Le fonds d'archives

Les conditions d'acquisition

Les archives « cinéma » du Crédit National ont été versées à l'automne 1993 par l'intermédiaire du département de l'administration générale de l'institution financière, sauvées in extremis de la benne à laquelle elles étaient d'abord promises. La connaissance de la matière entrée alors à l'ex-BiFi (Bibliothèque du film, entité alors distincte de la Cinémathèque française) se résume à deux pièces dactylographiées. La première est un bon de livraison mentionnant le nombre des « conteneurs » cédés (127 cartons), la nature des documents - « dossiers de prêts à l'industrie cinématographique » - et leur répartition entre « dossiers de financement » (870 dossiers) et « scripts » (720 scripts). La seconde est une liste de titres de films établie par la société Locarchives, gestionnaire des archives que le Crédit National - banque toujours en activité en 1993 - ne pouvait déjà plus entreposer à son siège de la rue Saint-Dominique à Paris : elle recense par ordre alphabétique les films qui donnent leur nom à chaque « dossier de financement », sans communiquer de détail sur les « scripts » et signale, en toute fin, l'existence d'une catégorie, alors opaque, de « sous-dossiers » (5 conteneurs).
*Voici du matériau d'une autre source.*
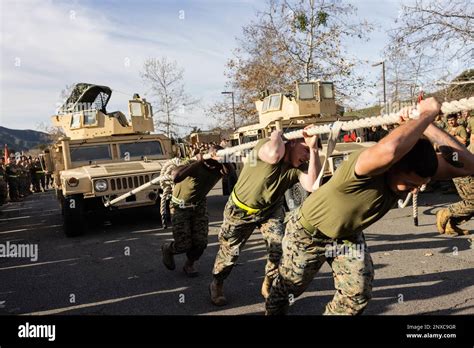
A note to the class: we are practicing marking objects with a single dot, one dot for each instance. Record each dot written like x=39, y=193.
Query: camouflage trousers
x=237, y=228
x=303, y=256
x=190, y=229
x=3, y=191
x=13, y=189
x=463, y=210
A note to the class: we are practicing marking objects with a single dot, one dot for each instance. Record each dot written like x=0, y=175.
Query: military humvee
x=103, y=155
x=312, y=103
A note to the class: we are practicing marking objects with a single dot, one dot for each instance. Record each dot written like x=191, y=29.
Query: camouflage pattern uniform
x=303, y=256
x=463, y=210
x=13, y=174
x=236, y=230
x=3, y=186
x=190, y=229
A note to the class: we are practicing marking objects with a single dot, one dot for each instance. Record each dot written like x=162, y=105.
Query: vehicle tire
x=74, y=221
x=295, y=196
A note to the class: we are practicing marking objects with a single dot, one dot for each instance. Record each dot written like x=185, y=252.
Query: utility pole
x=233, y=106
x=383, y=78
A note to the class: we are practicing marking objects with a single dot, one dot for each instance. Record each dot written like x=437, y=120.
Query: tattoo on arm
x=450, y=155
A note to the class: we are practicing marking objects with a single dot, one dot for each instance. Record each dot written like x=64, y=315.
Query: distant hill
x=366, y=112
x=447, y=93
x=22, y=140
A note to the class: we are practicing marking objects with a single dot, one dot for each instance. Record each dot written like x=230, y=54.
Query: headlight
x=337, y=161
x=154, y=176
x=101, y=185
x=73, y=182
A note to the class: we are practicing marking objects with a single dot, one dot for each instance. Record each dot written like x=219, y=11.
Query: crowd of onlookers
x=21, y=176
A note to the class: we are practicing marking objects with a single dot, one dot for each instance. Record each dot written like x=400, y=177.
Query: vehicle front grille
x=127, y=183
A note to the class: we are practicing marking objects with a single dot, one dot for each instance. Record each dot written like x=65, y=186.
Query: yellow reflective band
x=242, y=205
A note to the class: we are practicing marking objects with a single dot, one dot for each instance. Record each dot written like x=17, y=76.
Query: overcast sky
x=47, y=44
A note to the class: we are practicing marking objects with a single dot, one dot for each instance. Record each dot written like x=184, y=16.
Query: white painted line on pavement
x=14, y=231
x=101, y=303
x=36, y=264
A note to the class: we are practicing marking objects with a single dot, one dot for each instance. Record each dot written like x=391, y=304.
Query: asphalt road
x=116, y=267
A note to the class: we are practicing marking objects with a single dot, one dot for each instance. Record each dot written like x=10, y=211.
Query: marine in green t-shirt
x=256, y=202
x=195, y=187
x=189, y=217
x=261, y=184
x=456, y=130
x=348, y=203
x=328, y=227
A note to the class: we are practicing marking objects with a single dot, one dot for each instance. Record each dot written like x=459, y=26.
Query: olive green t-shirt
x=470, y=124
x=194, y=188
x=460, y=131
x=261, y=184
x=348, y=203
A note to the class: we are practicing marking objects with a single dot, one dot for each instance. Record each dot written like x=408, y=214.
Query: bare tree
x=289, y=41
x=165, y=80
x=431, y=40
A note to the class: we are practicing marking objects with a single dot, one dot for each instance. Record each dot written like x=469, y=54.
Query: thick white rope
x=393, y=118
x=366, y=122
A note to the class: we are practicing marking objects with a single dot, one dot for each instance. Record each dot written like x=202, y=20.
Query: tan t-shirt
x=194, y=188
x=348, y=203
x=261, y=184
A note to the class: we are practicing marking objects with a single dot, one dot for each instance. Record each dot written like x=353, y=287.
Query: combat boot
x=453, y=230
x=266, y=286
x=167, y=256
x=189, y=269
x=216, y=291
x=442, y=218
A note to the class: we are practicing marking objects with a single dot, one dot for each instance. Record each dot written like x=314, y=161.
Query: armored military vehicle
x=103, y=155
x=310, y=103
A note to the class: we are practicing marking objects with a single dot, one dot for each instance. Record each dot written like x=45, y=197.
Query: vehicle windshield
x=141, y=149
x=91, y=153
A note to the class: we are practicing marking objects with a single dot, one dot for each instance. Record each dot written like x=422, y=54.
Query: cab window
x=306, y=91
x=326, y=91
x=91, y=153
x=142, y=149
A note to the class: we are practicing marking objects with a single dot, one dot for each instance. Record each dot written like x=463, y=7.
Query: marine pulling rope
x=166, y=181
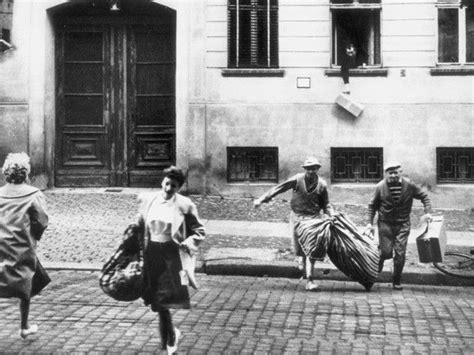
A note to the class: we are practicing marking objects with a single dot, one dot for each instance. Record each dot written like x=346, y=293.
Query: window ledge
x=358, y=72
x=453, y=71
x=253, y=72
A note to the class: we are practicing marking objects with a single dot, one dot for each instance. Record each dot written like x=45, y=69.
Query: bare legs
x=166, y=328
x=24, y=312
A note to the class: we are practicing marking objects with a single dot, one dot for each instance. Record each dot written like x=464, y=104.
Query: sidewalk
x=262, y=261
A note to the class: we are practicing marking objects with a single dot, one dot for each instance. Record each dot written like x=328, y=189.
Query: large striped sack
x=352, y=252
x=122, y=275
x=313, y=236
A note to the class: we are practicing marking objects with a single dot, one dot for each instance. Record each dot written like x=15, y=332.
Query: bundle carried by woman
x=122, y=275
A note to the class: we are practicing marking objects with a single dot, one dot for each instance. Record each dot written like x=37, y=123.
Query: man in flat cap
x=310, y=197
x=393, y=200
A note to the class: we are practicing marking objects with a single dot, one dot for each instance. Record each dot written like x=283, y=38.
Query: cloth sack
x=122, y=275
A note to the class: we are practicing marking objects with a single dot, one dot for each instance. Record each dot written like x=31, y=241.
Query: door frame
x=117, y=169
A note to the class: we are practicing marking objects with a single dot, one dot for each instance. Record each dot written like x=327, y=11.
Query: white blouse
x=160, y=219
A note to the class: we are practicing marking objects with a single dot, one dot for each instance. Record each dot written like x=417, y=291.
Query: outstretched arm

Au début des années quatre-vingt-dix, les attributions du Crédit National dans l'histoire du cinéma français sous l'Occupation, d'une part, et dans le financement de l'industrie cinématographique, d'autre part, sont déjà bien identifiées (voir Bibliographie) ce qui laissait, à l'époque, présager de la valeur des documents pour une bibliothèque spécialisée dans le cinéma et sensible par ailleurs au nouveau contexte - depuis les célébrations du Centenaire - de développement de la recherche française en histoire économique du cinéma. L'existence dormante de ces archives de prêts n'avait toutefois pas été identifiée jusqu'à l'arrivée fortuite des 127 cartons dans les collections de la BiFi. Si bien qu'il reste donc à découvrir, fin 1993, ce qui se cache derrière le laconisme du bon de livraison et de la liste liminaire de titre de films ; il reste aussi à dégager et préciser l'intérêt scientifique de ce fonds et sa singularité par rapports aux autres archives de cinéma.

Une première étape intermédiaire va ainsi consister, à partir de 1994, en un lourd travail d'inventaire, de traitement et d'indexation, pour permettre de passer de la réception de la matière brute à l'ouverture raisonnée du fonds au public. Une seconde étape s'ouvre en 1996 avec la mise à disposition des documents et des outils de consultation aux chercheurs, une étape - déjà riche de productions écrites (voir Bibliographie) - que le présent site Internet vient ponctuer par une valorisation et une visualisation inédites.

Le fonds d'archives : structure et organisation

Panorama d'ensemble

I. Les dossiers de prêt

  • Le principe de l'avance
  • Le contexte législatif
  • Organisation des dossiers AE/C et FDE/Cin

II. Les demandes de garantie bancaire à l'exportation

  • Le principe de la garantie
  • Le contexte législatif
  • Organisation des dossiers AC/GE

III. Les demandes d'aide temporaire à la production

  • Le principe de la procédure d'acompte
  • Le contexte législatif
  • Organisation des dossiers ATC et FDIC

Accéder au plan de fonds : http://195.115.141.14/expert/archives/fonds.php?id=cn

Panorama d'ensemble

Le fonds présente grands trois ensembles correspondant à des attributions successives du Crédit National dans les années quarante. Ces parties sont inégales en termes de volume, et documentent des modalités d'intervention de nature différente.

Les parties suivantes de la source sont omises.